The Honorable Lee R. West, US District Judge for the Western District of Oklahoma, was recently honored with the Rogers State University 2006 Constitution Award. Here is a synopsis of his speech:
http://www.tulsaworld.com/OpinionStory.asp?ID=061015_Op_G6_Asoft11417Here are some highlights:
". . . The theory that a war-time president's powers are virtually unlimited is contrary to the basic principles of the Constitution."
"Since the Sept. 11 attack on the World Trade Center, we've seen an erosion of our civil rights. And we've tolerated it because we're all dazed, I believe, by the sudden realization that America is not immune to the violence that plagues so much of the world. We've tolerated it because we have let ourselves be ruled by fear."
"Terrorist groups threaten a super power like the United States not because they can eventually carry out an attack that kills hundreds or even thousands of people. No, they threaten us because they reap the benefit of our overreaction."
"I never would have believed that Americans would tolerate the systematic torture of prisoners. I thought that was something so repugnant, so foreign to our understanding of what it meant to be human, much less American, that the public would instantly reject it. I didn't believe Americans would abide keeping detainees -- including American citizens -- imprisoned without charges. . . ."
"I would have been alarmed that Americans would yawn when informed that their own domestic calls had been wiretapped in the absence of the warrant required by law."

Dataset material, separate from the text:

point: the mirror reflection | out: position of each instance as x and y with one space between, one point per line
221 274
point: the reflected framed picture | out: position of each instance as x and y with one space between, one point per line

"I take exception to the endlessly repeated mantra that 9/11 'changed everything.' It did not. We have always been vulnerable. We always will be. It's part of the human condition and it is heightened in free societies where citizens accept a degree of risk as the price of freedom."
"If, as the sole surviving super power on Earth, America cannot now afford to live up to its ideals when do you suppose it will ever be able to do so?"
"Already the American public seems to be somewhat convinced that it is powerless to influence a government attuned primarily to the demands of the enormous corporations that finance our elections."
# "Despite all these truly daunting challenges, I still have hope. I have hope because I see a younger generation with energy and a determination that America can live up to its promise. I have hope because I can see you listening, and I know your ears are sharp. Once attuned, those ears will always be sensitive to that soft, chipping noise -- to the haunting sound of dying liberty."
I have known Judge West for 10 years and I am proud to say he is a fellow Okie.